Sat Aug 14, 2010 6:37pm GMT
 

SANAA (Reuters) - Suspected al Qaeda militants shot dead a Yemeni intelligence officer in south Yemen, a security official said on Saturday, in at least the sixth such attack blamed on the resurgent group since June.

The officer was gunned down by two men as he walked outside his home late on Friday in the flashpoint southern province of Lahej, the security official said, adding that the attackers were suspected al Qaeda operatives.

The group has said it was behind most of the raids blamed on it since June, killing dozens of people, and has vowed to launch more attacks in Yemen and neighbouring Saudi Arabia, the world's top oil exporter.

Al Qaeda's Yemen-based regional wing previously attacked Western and Saudi targets, but appears to be targeting government forces in response to enhanced Yemen-U.S. security coordination in government crackdowns on the militant group.
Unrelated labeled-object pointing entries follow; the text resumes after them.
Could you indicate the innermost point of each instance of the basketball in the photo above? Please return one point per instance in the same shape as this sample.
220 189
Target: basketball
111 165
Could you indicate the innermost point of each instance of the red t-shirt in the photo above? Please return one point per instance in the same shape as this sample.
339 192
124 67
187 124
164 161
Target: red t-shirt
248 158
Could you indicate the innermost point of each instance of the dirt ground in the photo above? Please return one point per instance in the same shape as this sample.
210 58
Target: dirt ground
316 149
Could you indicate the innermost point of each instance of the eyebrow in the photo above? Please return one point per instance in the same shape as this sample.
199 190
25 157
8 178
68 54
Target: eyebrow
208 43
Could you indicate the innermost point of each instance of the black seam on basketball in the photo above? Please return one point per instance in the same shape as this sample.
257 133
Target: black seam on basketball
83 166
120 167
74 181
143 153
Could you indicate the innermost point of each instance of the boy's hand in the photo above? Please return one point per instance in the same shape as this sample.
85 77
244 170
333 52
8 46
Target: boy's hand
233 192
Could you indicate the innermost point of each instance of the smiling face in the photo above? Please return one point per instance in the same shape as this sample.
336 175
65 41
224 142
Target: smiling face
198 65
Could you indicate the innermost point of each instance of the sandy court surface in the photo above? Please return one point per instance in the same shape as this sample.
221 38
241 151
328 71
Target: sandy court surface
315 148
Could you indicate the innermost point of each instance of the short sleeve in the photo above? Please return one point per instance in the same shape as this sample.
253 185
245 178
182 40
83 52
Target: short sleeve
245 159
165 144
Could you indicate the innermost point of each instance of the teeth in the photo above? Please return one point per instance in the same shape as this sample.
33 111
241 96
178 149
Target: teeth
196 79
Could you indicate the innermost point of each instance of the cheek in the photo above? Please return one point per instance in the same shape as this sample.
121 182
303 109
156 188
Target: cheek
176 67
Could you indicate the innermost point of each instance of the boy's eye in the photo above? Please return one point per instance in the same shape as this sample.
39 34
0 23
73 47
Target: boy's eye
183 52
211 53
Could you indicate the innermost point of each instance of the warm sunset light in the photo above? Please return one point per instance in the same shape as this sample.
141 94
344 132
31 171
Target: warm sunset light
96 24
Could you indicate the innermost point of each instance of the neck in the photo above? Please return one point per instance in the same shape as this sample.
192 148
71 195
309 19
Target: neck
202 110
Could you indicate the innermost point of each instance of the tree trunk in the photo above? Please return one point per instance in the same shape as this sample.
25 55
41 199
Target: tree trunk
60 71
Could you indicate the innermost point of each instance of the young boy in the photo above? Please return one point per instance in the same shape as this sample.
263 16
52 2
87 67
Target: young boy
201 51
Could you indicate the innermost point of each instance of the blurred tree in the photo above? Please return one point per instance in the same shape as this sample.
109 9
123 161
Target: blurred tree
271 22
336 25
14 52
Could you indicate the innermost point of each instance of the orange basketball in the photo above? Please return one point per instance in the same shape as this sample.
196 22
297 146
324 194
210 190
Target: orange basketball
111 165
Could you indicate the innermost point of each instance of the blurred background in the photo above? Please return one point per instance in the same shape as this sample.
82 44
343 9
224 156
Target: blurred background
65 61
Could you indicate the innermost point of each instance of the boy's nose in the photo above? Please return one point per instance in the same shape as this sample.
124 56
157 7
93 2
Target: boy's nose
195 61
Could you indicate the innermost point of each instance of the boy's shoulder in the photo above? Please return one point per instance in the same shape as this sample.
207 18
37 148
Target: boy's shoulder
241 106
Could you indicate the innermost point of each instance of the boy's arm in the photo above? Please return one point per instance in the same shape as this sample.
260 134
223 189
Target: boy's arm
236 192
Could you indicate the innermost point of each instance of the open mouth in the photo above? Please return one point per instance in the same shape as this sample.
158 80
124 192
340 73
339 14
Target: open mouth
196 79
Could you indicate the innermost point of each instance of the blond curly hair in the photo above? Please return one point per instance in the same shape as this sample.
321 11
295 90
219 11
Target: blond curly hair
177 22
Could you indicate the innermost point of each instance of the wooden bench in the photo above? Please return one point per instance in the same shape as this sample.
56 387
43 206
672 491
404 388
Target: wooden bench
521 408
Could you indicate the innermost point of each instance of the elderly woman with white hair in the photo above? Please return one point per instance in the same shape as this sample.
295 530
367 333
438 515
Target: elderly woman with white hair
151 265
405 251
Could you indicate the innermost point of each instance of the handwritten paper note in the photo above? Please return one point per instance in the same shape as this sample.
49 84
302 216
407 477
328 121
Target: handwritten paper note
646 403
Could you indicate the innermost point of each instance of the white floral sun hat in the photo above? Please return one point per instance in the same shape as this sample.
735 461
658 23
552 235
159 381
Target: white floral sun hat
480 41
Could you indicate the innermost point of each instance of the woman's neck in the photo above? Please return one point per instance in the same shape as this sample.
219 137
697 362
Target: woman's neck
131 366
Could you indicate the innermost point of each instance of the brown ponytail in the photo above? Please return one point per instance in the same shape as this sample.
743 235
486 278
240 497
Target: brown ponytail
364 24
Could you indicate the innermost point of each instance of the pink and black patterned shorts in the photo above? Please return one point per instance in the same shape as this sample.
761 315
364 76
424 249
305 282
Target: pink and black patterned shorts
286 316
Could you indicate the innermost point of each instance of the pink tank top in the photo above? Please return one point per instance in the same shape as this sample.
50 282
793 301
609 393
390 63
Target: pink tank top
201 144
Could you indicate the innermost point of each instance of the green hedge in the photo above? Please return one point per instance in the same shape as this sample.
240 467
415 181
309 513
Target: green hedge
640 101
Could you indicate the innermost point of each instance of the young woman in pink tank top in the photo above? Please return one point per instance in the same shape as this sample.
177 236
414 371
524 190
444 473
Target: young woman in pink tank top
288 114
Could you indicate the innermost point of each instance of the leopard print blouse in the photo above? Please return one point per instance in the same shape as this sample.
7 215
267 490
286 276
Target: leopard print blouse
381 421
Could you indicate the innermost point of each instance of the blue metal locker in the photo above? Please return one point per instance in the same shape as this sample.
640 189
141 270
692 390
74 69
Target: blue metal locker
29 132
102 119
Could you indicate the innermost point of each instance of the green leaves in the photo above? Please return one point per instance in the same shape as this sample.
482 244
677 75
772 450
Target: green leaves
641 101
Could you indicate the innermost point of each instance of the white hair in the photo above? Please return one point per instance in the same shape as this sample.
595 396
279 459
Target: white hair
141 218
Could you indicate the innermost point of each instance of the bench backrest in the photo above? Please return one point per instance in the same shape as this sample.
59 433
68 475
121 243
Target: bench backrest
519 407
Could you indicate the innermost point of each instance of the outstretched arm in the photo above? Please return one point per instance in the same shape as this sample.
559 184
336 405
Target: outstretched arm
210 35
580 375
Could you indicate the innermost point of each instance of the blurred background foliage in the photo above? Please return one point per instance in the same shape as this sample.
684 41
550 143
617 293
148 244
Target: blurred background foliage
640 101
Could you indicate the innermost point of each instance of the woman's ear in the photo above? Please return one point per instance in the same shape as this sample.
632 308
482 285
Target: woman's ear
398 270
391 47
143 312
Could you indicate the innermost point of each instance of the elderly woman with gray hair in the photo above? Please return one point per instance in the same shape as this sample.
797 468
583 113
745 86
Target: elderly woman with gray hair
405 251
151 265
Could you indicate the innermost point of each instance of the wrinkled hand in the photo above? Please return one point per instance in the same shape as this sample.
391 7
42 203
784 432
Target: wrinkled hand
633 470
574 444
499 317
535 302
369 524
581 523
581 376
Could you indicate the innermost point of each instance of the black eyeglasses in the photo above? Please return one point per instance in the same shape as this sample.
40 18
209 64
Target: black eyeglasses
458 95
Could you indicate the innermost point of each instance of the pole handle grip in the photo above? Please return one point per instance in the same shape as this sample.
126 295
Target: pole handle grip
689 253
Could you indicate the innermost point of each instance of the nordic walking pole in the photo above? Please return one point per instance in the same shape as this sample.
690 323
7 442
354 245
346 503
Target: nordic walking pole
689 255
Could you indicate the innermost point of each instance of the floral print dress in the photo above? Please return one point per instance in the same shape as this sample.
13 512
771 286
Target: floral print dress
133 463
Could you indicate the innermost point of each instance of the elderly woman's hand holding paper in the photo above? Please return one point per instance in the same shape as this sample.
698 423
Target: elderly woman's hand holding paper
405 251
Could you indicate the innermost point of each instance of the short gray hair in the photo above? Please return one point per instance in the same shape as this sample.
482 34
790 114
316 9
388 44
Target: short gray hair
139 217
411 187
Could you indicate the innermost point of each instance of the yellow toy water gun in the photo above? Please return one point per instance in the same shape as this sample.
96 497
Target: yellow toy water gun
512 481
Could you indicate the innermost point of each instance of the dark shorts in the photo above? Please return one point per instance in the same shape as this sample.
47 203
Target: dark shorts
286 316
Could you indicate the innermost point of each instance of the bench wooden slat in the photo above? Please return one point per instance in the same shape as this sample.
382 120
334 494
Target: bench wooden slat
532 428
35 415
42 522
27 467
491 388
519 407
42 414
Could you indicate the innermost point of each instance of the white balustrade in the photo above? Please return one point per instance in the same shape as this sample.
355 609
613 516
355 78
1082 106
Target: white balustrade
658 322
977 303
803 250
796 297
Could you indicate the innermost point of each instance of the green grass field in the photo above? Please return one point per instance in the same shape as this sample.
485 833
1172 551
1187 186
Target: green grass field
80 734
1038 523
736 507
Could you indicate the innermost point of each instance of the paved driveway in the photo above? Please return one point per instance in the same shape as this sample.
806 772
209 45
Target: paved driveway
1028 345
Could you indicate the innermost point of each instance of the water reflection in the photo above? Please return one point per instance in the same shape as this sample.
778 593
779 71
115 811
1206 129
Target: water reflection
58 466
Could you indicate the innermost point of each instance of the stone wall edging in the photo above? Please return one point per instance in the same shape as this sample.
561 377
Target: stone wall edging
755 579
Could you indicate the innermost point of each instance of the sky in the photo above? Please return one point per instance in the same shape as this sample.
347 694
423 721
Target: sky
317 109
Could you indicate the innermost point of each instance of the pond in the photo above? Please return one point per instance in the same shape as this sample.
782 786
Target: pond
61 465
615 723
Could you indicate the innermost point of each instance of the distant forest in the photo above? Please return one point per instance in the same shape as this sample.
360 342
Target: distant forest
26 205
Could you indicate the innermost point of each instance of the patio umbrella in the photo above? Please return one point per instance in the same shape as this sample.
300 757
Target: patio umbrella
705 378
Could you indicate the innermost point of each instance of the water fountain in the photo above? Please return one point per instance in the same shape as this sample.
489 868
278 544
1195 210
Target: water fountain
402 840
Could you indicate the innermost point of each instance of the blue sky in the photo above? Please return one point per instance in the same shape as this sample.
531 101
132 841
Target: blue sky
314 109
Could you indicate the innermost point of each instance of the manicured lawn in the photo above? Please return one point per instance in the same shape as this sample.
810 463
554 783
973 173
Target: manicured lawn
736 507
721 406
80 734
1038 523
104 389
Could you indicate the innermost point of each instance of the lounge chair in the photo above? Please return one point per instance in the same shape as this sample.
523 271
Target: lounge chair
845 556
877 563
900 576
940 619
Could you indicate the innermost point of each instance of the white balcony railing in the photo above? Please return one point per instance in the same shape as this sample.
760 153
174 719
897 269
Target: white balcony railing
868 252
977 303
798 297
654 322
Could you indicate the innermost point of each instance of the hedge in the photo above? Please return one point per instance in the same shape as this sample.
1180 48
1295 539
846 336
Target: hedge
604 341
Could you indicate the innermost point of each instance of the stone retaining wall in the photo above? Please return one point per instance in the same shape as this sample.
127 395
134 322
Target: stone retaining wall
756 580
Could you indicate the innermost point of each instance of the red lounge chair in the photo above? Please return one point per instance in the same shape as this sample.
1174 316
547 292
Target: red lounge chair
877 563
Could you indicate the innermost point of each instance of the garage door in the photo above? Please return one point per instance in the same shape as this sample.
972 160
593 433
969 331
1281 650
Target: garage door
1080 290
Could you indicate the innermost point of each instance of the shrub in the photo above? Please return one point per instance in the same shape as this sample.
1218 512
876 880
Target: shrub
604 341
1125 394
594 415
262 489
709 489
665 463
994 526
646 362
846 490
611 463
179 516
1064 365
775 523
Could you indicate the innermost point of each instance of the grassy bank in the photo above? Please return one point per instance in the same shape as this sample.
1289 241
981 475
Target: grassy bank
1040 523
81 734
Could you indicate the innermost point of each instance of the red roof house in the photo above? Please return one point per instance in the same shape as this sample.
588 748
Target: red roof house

As a result of the crackdown, an al Qaeda leader in the northern province of al-Jouf surrendered to government forces, a security official told Reuters on Saturday.

The official identified the man as Juman Safian, without giving further details.

Impoverished Yemen is struggling to curb a rising southern separatist movement and cement a fragile truce with northern rebels.

The Arabian Peninsula state has faced Western and Saudi pressure to quell domestic conflict in order to focus on al Qaeda.

Yemen leapt to the forefront of Western security concerns after al Qaeda's Yemen-based regional wing claimed responsibility for a failed attempt to bomb a U.S.-bound plane in December.